Given mean $\bar{x} = 8$.
$\frac{2+4+10+12+14+x+y}{7} = 8$
$42 + x + y = 56$
$x + y = 14$ $... (i)$
Given variance $\sigma^2 = 16$.
We know $\sigma^2 = \frac{\sum x_i^2}{n} - (\bar{x})^2$.
$16 = \frac{2^2+4^2+10^2+12^2+14^2+x^2+y^2}{7} - 8^2$
$16 + 64 = \frac{4+16+100+144+196+x^2+y^2}{7}$
$80 \times 7 = 460 + x^2 + y^2$
$560 = 460 + x^2 + y^2$
$x^2 + y^2 = 100$ $... (ii)$
From $(x+y)^2 = x^2 + y^2 + 2xy$,we have $14^2 = 100 + 2xy$.
$196 - 100 = 2xy$ $\Rightarrow 2xy = 96$ $\Rightarrow xy = 48$.
Now,$(x-y)^2 = (x+y)^2 - 4xy = 14^2 - 4(48) = 196 - 192 = 4$.
$|x-y| = \sqrt{4} = 2$.

(D) Given the equation $\cos^4 \theta + \sin^4 \theta + \lambda = 0$.
We know that $\sin^4 \theta + \cos^4 \theta = (\sin^2 \theta + \cos^2 \theta)^2 - 2 \sin^2 \theta \cos^2 \theta = 1 - 2 \sin^2 \theta \cos^2 \theta$.
Substituting this into the equation: $1 - 2 \sin^2 \theta \cos^2 \theta + \lambda = 0$.

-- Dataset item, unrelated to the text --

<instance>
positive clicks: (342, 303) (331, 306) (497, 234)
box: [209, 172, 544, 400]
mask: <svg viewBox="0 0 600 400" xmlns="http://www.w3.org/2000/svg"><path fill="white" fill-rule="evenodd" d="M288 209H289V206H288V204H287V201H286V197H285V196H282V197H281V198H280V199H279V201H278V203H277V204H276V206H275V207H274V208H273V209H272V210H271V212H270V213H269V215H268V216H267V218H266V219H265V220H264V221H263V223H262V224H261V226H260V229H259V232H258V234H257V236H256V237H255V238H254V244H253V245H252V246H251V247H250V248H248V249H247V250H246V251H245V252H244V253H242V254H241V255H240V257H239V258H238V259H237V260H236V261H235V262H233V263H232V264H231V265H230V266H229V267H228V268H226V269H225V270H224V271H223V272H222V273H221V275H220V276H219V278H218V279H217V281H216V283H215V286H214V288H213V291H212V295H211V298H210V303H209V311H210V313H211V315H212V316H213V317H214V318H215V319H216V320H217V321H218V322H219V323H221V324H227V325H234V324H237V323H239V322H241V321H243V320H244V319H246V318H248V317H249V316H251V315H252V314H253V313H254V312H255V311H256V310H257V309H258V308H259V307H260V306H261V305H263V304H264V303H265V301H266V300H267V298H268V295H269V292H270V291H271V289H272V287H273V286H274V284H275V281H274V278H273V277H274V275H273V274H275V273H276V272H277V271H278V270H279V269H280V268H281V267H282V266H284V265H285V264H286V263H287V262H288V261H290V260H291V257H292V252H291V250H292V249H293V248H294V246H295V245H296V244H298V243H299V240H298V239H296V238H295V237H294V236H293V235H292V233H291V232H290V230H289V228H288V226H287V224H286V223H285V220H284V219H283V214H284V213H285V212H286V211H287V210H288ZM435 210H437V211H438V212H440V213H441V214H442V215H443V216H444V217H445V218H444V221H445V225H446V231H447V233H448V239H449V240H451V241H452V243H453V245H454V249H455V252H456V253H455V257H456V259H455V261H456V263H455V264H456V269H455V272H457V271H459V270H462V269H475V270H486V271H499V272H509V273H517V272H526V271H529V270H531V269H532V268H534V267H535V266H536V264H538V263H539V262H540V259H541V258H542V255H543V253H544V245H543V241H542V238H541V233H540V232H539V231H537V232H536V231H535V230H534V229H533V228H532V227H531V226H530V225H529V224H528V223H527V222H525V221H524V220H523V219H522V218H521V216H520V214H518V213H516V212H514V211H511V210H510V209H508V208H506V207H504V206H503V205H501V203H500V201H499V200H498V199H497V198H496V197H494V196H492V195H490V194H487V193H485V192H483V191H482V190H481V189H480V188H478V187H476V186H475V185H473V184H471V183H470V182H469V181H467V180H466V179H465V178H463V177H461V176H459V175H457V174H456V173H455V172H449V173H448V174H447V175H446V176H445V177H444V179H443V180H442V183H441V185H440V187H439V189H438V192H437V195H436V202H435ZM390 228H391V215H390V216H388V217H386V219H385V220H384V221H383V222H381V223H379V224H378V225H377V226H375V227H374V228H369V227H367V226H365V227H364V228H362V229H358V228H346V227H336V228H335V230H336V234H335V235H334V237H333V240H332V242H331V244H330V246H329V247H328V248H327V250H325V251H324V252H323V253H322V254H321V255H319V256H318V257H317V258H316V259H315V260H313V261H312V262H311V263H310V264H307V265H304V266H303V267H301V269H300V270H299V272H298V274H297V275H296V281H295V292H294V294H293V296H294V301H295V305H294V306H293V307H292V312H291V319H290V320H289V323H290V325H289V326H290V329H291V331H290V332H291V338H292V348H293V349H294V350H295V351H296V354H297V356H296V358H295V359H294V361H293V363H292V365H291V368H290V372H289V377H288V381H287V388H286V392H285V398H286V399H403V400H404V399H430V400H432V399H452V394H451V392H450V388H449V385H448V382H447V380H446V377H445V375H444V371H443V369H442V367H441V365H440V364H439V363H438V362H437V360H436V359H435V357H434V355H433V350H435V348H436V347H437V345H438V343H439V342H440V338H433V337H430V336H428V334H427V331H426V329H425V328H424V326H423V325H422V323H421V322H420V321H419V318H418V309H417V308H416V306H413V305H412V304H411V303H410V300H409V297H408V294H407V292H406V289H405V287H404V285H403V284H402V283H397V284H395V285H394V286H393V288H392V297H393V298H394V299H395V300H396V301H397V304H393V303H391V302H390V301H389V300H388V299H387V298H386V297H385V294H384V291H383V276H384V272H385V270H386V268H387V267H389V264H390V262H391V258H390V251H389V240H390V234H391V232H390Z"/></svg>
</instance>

Using the identity $\sin 2\theta = 2 \sin \theta \cos \theta$,we have $\sin^2 \theta \cos^2 \theta = \frac{\sin^2 2\theta}{4}$.
Thus,$1 - 2 \left(\frac{\sin^2 2\theta}{4}\right) + \lambda = 0$,which simplifies to $1 - \frac{\sin^2 2\theta}{2} + \lambda = 0$.
Therefore,$\lambda = \frac{\sin^2 2\theta}{2} - 1$.
Since $0 \leq \sin^2 2\theta \leq 1$,we have $0 \leq \frac{\sin^2 2\theta}{2} \leq \frac{1}{2}$.
Subtracting $1$ from all parts,we get $-1 \leq \frac{\sin^2 2\theta}{2} - 1 \leq -\frac{1}{2}$.
Hence,$\lambda \in \left[-1, -\frac{1}{2}\right]$.